Their house in Hongbai was destroyed in the quake, she explains, and the past few nights they slept elsewhere. There was a huge storm, they were freezing and they had to hold down the flimsy tent to stop it from being blown away. Her 3-year-old daughter is covered in itchy bug bites. But they're not complaining.

"There are soldiers here to help out, so we feel safe," Chen Huayu says.

At dinnertime, volunteers dole out metal bowls of rice, cabbage and eggplant.

Living on the Streets

About 430,000 people live in this city and the surrounding area. An estimated 424,000 are now sleeping on the streets and being fed by the government, including 54,000 who are homeless. The others are unable to go home as their buildings still haven't had safety checks.

The deputy head of the city propaganda department, Zhou Ai, says it's too early to think about how to house people properly. Right now, the focus is on looming shortages.

"Right now what we really need is rice," Zhou says. "There's enough for the disaster victims to eat for the moment, but only for the short term. And we still need 50,000 standard tents. The tents people are sleeping in are temporary ones built from plastic sheeting and wooden sticks."

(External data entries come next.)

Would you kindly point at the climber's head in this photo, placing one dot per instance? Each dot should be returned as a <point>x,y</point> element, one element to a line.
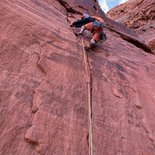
<point>85,15</point>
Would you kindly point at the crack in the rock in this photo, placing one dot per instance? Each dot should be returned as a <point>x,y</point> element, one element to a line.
<point>89,98</point>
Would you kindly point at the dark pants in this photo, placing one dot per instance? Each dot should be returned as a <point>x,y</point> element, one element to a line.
<point>82,22</point>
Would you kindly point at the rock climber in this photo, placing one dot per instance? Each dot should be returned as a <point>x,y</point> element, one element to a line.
<point>93,24</point>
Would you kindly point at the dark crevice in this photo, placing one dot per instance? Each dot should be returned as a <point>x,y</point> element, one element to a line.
<point>138,44</point>
<point>68,7</point>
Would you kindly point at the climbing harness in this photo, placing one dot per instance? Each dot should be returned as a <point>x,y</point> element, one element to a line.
<point>89,93</point>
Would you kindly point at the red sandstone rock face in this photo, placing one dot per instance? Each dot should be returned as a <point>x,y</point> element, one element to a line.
<point>43,86</point>
<point>141,18</point>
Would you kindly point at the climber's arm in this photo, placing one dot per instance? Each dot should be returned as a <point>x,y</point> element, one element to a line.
<point>81,30</point>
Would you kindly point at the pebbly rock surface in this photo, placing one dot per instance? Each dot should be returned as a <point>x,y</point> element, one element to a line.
<point>44,78</point>
<point>141,18</point>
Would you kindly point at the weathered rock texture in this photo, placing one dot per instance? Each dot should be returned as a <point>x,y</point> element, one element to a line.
<point>138,15</point>
<point>43,84</point>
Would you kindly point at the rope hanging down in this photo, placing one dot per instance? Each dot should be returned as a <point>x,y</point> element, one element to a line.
<point>89,92</point>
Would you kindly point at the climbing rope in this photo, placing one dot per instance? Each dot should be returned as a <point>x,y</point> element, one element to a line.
<point>89,89</point>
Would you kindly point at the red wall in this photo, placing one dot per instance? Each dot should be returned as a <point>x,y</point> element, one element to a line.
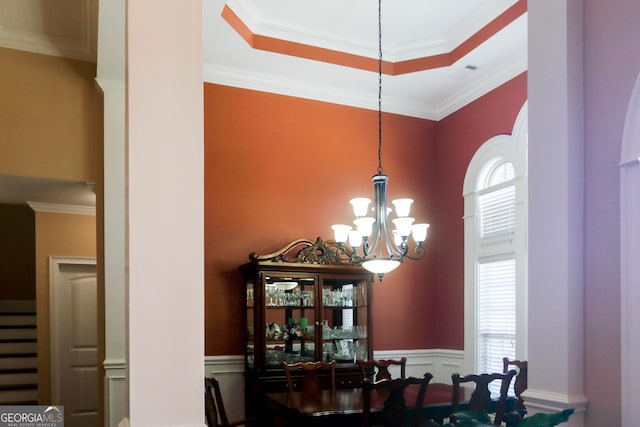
<point>278,168</point>
<point>458,137</point>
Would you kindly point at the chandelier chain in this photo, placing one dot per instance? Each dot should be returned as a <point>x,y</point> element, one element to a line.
<point>379,86</point>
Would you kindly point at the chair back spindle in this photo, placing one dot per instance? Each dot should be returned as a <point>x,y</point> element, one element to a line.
<point>380,368</point>
<point>480,400</point>
<point>393,412</point>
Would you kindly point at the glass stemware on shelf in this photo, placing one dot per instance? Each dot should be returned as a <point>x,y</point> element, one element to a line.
<point>280,298</point>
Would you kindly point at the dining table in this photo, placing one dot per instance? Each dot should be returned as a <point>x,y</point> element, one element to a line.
<point>343,406</point>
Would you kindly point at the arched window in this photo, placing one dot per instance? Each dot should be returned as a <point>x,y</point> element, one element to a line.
<point>495,251</point>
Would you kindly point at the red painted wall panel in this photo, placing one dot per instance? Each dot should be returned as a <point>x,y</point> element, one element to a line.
<point>458,137</point>
<point>278,168</point>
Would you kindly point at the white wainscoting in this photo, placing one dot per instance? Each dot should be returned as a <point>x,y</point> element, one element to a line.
<point>115,391</point>
<point>229,370</point>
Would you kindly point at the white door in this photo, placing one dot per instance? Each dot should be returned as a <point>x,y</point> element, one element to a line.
<point>74,340</point>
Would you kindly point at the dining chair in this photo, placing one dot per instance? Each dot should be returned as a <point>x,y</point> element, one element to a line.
<point>379,369</point>
<point>480,400</point>
<point>394,411</point>
<point>214,407</point>
<point>315,376</point>
<point>520,383</point>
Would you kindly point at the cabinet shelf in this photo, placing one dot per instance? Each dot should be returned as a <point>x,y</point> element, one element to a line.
<point>304,286</point>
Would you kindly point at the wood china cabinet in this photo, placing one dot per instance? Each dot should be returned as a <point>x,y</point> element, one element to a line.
<point>305,302</point>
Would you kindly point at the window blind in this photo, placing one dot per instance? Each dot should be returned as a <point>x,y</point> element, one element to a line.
<point>497,211</point>
<point>496,314</point>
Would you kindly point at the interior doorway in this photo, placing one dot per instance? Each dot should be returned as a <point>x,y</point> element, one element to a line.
<point>74,339</point>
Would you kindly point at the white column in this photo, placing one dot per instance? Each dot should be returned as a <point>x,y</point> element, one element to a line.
<point>165,221</point>
<point>111,79</point>
<point>629,256</point>
<point>556,193</point>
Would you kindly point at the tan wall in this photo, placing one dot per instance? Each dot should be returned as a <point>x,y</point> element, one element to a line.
<point>56,235</point>
<point>17,253</point>
<point>50,117</point>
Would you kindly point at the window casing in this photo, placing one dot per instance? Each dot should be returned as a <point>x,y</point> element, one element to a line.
<point>495,251</point>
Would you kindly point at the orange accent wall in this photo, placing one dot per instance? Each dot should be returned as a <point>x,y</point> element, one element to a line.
<point>278,168</point>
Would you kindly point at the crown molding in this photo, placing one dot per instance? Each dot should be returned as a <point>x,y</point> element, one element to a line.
<point>289,87</point>
<point>492,80</point>
<point>62,209</point>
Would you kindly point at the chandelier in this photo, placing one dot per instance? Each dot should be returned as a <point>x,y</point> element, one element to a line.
<point>373,243</point>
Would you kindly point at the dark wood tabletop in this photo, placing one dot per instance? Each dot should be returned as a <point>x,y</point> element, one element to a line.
<point>344,406</point>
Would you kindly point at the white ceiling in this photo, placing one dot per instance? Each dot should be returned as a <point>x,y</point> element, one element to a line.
<point>410,29</point>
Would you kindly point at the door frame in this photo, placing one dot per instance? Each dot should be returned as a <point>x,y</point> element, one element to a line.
<point>55,264</point>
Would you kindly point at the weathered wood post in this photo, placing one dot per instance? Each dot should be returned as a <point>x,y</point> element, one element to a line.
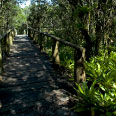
<point>41,42</point>
<point>29,32</point>
<point>79,68</point>
<point>1,62</point>
<point>55,52</point>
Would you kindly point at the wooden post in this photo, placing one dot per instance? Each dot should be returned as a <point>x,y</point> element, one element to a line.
<point>55,52</point>
<point>1,62</point>
<point>79,69</point>
<point>41,42</point>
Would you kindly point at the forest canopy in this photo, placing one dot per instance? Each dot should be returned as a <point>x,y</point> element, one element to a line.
<point>90,24</point>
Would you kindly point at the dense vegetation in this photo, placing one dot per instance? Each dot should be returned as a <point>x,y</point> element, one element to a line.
<point>87,23</point>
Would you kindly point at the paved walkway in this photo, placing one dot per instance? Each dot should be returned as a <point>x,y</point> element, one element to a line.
<point>31,87</point>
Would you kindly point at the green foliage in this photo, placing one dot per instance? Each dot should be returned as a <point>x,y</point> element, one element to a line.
<point>101,95</point>
<point>67,59</point>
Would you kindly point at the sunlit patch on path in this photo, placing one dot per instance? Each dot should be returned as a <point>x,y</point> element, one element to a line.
<point>30,85</point>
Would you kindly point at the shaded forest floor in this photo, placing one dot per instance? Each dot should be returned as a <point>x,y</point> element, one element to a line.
<point>31,87</point>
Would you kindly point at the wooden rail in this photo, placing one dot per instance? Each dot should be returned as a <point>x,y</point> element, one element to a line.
<point>79,52</point>
<point>5,44</point>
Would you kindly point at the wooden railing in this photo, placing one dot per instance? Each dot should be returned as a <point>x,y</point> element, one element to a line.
<point>79,52</point>
<point>5,44</point>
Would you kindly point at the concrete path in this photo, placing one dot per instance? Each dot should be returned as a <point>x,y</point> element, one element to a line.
<point>31,87</point>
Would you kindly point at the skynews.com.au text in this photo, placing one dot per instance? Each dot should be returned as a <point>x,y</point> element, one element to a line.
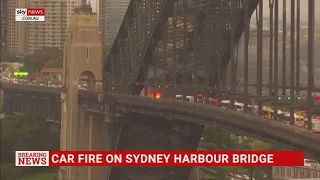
<point>30,14</point>
<point>165,158</point>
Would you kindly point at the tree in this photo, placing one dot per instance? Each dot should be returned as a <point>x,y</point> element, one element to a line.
<point>24,133</point>
<point>219,139</point>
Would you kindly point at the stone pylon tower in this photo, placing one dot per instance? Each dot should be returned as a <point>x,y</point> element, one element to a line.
<point>83,53</point>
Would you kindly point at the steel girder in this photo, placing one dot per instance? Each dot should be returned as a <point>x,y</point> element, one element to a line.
<point>179,38</point>
<point>151,133</point>
<point>122,65</point>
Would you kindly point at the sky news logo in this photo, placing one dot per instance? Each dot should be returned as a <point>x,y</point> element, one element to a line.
<point>32,158</point>
<point>30,14</point>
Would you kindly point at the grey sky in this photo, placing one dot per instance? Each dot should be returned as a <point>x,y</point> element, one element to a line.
<point>303,7</point>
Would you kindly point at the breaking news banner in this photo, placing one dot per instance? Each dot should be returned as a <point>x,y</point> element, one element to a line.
<point>30,14</point>
<point>159,158</point>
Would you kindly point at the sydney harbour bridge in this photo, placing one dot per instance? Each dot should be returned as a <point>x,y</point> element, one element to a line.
<point>175,47</point>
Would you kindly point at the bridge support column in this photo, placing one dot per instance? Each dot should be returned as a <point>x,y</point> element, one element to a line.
<point>82,57</point>
<point>83,141</point>
<point>1,101</point>
<point>194,174</point>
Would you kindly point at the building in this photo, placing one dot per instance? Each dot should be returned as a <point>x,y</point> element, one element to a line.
<point>3,25</point>
<point>27,37</point>
<point>17,32</point>
<point>290,173</point>
<point>111,13</point>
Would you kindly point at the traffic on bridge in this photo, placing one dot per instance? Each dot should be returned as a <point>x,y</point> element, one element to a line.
<point>173,69</point>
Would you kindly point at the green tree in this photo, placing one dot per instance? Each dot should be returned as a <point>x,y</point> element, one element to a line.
<point>219,139</point>
<point>24,133</point>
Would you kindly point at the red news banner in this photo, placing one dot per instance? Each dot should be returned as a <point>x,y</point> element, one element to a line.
<point>159,158</point>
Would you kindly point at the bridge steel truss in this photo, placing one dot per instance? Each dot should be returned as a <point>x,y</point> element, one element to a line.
<point>182,38</point>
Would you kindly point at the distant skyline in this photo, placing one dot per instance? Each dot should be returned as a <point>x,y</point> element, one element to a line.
<point>303,7</point>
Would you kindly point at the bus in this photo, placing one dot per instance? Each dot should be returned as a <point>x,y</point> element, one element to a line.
<point>299,121</point>
<point>225,104</point>
<point>267,112</point>
<point>213,102</point>
<point>316,127</point>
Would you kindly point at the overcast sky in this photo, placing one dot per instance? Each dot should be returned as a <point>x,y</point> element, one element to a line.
<point>303,5</point>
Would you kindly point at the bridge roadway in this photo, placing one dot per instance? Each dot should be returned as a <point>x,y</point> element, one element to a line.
<point>236,122</point>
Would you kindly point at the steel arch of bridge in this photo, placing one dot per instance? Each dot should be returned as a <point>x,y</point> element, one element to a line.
<point>180,37</point>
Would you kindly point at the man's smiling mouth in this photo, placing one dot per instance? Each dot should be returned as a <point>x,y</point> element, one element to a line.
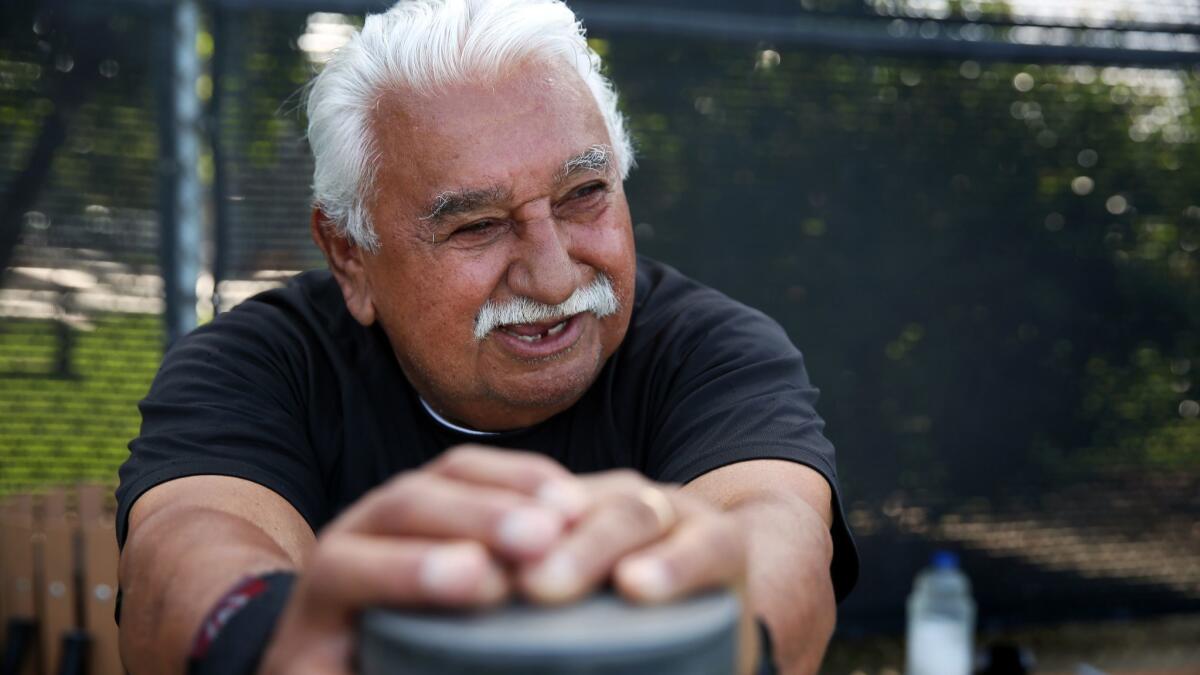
<point>534,332</point>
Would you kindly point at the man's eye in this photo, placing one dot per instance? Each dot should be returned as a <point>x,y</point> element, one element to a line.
<point>588,190</point>
<point>477,228</point>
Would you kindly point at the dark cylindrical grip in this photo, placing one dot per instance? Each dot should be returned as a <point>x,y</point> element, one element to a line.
<point>599,635</point>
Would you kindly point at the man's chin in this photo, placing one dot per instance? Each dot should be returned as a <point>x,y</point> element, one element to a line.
<point>547,388</point>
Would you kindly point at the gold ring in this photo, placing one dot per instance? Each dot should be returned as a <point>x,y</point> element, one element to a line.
<point>660,505</point>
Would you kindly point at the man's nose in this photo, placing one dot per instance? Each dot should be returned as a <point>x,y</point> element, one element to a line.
<point>543,268</point>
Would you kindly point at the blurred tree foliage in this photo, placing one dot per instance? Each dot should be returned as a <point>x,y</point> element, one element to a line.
<point>990,267</point>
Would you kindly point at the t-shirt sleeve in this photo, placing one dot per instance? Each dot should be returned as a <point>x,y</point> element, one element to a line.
<point>738,392</point>
<point>227,401</point>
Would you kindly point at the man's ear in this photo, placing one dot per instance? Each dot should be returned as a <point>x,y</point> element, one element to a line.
<point>346,261</point>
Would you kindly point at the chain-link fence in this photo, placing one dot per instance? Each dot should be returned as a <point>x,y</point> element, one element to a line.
<point>979,221</point>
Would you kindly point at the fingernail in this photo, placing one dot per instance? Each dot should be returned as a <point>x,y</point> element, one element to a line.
<point>493,587</point>
<point>649,577</point>
<point>557,577</point>
<point>528,530</point>
<point>565,497</point>
<point>447,569</point>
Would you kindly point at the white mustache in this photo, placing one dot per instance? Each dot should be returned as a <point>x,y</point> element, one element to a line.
<point>597,298</point>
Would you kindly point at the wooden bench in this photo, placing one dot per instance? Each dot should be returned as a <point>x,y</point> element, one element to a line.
<point>58,566</point>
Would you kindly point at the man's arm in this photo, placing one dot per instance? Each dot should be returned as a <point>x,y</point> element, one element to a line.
<point>787,512</point>
<point>189,542</point>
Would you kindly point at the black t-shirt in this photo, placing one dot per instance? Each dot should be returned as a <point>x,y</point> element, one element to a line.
<point>289,392</point>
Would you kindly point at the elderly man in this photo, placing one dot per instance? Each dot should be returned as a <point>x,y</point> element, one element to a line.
<point>484,296</point>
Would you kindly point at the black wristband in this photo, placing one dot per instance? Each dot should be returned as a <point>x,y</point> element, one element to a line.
<point>766,651</point>
<point>235,632</point>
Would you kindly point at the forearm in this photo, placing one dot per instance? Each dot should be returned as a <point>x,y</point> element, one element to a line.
<point>174,568</point>
<point>786,509</point>
<point>789,585</point>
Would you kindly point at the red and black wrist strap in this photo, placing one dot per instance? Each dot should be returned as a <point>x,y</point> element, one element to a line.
<point>234,634</point>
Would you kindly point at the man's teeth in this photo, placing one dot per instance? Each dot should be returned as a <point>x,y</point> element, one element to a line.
<point>553,330</point>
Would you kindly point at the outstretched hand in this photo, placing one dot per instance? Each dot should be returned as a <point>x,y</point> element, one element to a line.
<point>479,525</point>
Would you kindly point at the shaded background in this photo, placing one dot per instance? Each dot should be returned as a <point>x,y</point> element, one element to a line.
<point>978,220</point>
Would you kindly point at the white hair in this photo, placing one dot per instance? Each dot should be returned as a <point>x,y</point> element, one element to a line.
<point>420,46</point>
<point>597,298</point>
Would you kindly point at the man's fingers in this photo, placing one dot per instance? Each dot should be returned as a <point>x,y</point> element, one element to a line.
<point>430,506</point>
<point>349,572</point>
<point>701,554</point>
<point>616,526</point>
<point>529,473</point>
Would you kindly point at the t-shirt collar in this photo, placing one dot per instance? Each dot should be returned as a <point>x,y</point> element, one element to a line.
<point>451,425</point>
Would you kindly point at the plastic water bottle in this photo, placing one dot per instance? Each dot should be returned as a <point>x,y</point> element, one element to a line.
<point>941,620</point>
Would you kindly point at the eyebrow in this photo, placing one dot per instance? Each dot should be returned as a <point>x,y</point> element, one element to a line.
<point>455,202</point>
<point>597,159</point>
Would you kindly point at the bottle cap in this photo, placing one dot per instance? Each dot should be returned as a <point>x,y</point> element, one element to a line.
<point>945,560</point>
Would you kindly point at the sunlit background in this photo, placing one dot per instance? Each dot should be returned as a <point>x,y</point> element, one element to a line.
<point>979,220</point>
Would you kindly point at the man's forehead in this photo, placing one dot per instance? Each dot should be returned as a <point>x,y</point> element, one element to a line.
<point>597,159</point>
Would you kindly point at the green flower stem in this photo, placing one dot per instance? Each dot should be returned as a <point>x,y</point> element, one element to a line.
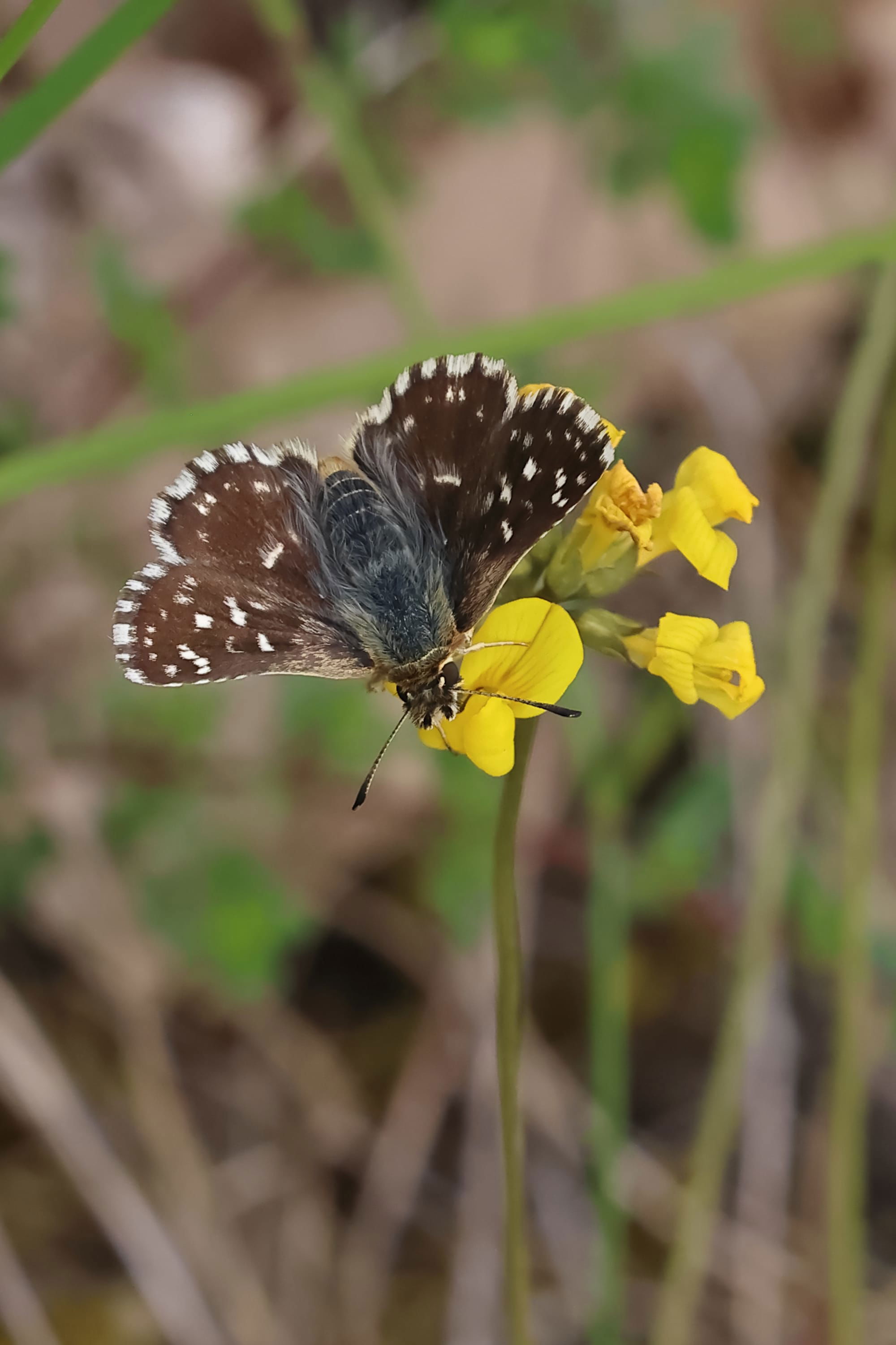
<point>608,945</point>
<point>21,33</point>
<point>509,1035</point>
<point>30,115</point>
<point>780,809</point>
<point>323,88</point>
<point>201,423</point>
<point>847,1148</point>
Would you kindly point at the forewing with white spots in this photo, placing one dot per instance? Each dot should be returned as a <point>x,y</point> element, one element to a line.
<point>493,470</point>
<point>237,587</point>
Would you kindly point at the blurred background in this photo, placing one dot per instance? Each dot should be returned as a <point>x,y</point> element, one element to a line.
<point>247,1048</point>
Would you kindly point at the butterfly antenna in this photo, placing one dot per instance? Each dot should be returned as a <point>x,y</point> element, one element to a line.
<point>362,791</point>
<point>537,705</point>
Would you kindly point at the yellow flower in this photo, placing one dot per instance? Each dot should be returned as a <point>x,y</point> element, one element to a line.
<point>538,669</point>
<point>700,661</point>
<point>616,514</point>
<point>707,491</point>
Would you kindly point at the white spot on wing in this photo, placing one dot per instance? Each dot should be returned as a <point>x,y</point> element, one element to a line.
<point>381,412</point>
<point>461,365</point>
<point>297,448</point>
<point>183,486</point>
<point>167,552</point>
<point>268,456</point>
<point>271,554</point>
<point>237,614</point>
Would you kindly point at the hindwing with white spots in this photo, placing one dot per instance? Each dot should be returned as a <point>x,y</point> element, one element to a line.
<point>237,584</point>
<point>491,470</point>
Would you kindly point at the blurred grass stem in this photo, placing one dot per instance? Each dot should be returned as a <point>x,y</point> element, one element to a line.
<point>862,825</point>
<point>21,33</point>
<point>37,109</point>
<point>509,1035</point>
<point>780,808</point>
<point>323,88</point>
<point>607,961</point>
<point>124,441</point>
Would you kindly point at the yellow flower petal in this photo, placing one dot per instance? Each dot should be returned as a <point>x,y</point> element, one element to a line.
<point>536,388</point>
<point>685,526</point>
<point>719,489</point>
<point>538,667</point>
<point>616,509</point>
<point>489,738</point>
<point>538,670</point>
<point>700,661</point>
<point>732,699</point>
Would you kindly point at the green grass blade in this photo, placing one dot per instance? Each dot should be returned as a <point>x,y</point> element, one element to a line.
<point>780,810</point>
<point>224,417</point>
<point>847,1164</point>
<point>18,37</point>
<point>26,119</point>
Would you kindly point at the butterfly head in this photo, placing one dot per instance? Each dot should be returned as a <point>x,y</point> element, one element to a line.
<point>432,699</point>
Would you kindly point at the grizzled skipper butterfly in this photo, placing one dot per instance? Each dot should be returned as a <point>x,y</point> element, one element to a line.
<point>375,562</point>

The local government has also been moved into tents, each one housing a different department. Helicopters fly overhead constantly.

In this place alone, several thousand people are still unaccounted for. Seven schools collapsed in Shifang; no one knows if the schools left standing can ever be used again.

Rebuilding to Cost Billions

When asked about the long-term consequences, the head of Shifang civil affairs bureau, Zeng Xianghua, rubs eyes his wearily. In the past week, he's had less than 10 hours sleep, and that on a wooden board beside his desk.

"We haven't finished calculating yet, but our losses are already billions of dollars," Zeng says. "Looking at the government income, if we don't have aid from wider society and from overseas, I think it will be very difficult for us to return to today's levels even in 30 years' time."

Even the hospitals have been moved into tents outside. Almost 32,000 Shifang people were injured in the quake. More than 7,000 are dead or buried in the rubble, presumed dead. For the living, there are no jobs to go to.

Amid the Loss, An Upbeat Mood

With little to do, many people lie in their tents listening to crackly radio reports. Others sleep. Some of the victims have already become volunteers. The mood is surprisingly upbeat.

"The government's been good to us," the older Chen sister says. "We're very thankful to them."

Her 20-year-old sister, Xiaoli, is even thinking ahead. She'd been running a clothing store before the earthquake.

"There's nothing left here," she says. "I'm going elsewhere to find a job. Lots of people think the same," she says.

Then the sisters spot some friends walking past.

"Where are you going?" the sisters shout, beckoning them in to sit down on the wooden platform that is now their home.